If you haven't seen the entirety of The First Wives Club, there's still a fair chance that you've seen its iconic scene, which features Diane Keaton, Bette Midler, and Goldie Hawn plummeting down the side of an apartment building while on a window-cleaning cart. Aside from that scene, the story follows three old friends—Annie (Keaton), Brenda (Midler), and Elise (Hawn)—who reunite following the death of their college friend, Cynthia (Stockard Channing). The three decide to wreak havoc on Morty (Dan Hedaya), Brenda's ex-husband who has moved on with a much younger woman, portrayed by Sarah Jessica Parker.
14. "On the Basis of Sex"
Based on the real story of Ruth Bader Ginsburg (portrayed by Felicity Jones), On the Basis of Sex follows Ginsburg as she first makes her way onto the law scene. It's a particularly rough journey for her, as women were not being taken very seriously in the profession at the time. Specifically focusing on the landmark case that changed the course of her career, Moritz v. Commissioner, Ginsburg takes it on with her husband as it deals with gender discrimination.
15. "Little Women" (2019)
A story that has been remade quite a few times on film, Little Women is based on the novel of the same name by Louisa May Alcott, which is based on the author's experiences growing up. Its latest iteration was particularly well done, as it was directed and adapted by Greta Gerwig, who gathered a stacked cast lead by Saoirse Ronan as the iconic Jo March.
16. "Captain Marvel"
The Avenger who has long been hailed one of the strongest and underrated of the bunch, Captain Marvel is all about that very character and how she received her life-altering powers. Following a bit of her life as the pilot Carol Danvers (Brie Larson), we get a better sense of who she is as a person and how that person remains true to herself even after sustaining a massive blast and becoming a superhero.
17. "The Color Purple"
Based on the novel of the same name by Alice Walker which went on to win the Pulitzer Prize, The Color Purple follows Celie Harris (Whoopi Goldberg) in the early 1900s as she endures abuse, racism, and sexism but is able to seek comfort in Shug (Margaret Avery) and Sofia (Oprah Winfrey). The film also touches on poverty and sexuality, creating a story that shines a light on a number of different issues that African-Americans faced both in that era and in the present day.
18. "Erin Brockovich"
Julia Roberts stars as Erin Brokovich in the film with the same name, a true story about a woman (Brockovich) who starts working at a law firm for Ed Masry (Albert Finney) and discovers a case that catches her attention. Though not a lawyer herself, she ends up getting invested in the case and is able to figure out that the Pacific Gas & Electric Company is responsible for causing illnesses in a number of residents in California. Roberts ended up taking home the Academy Award for Best Actress and the film was also up for quite a few other nominations, including Best Picture and Best Director.

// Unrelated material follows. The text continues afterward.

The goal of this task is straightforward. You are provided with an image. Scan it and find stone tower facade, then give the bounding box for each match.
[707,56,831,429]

Telling the real story of Selena Quintanilla-Pérez, the film tracks the Tejano singer from her childhood to the massive success she saw later in life. Jennifer Lopez plays Quintanilla-Pérez in a beautiful ode to a woman who had such an incredible influence yet was murdered at the young age of 23, sending shockwaves through her fanbase and those who greatly respected her work and artistry over her short years. The film was even added to the Library of Congress for its cultural significance in the years since its release.
Still a fairly new movie as Kristen Stewart is currently in the running for her first Academy Award for Best Actress, Spencer focuses deeply on Princess Diana during the Christmas weekend of 1991. It's more so a psychological drama than just a drama as it pays careful attention to Diana's every move and facial expression, with Stewart doing an incredible job of nailing each tiny mannerism perfectly. It's a snapshot of a woman who knows she doesn't fit in—and doesn't want to give in to—the Royal Family and their constricting ways.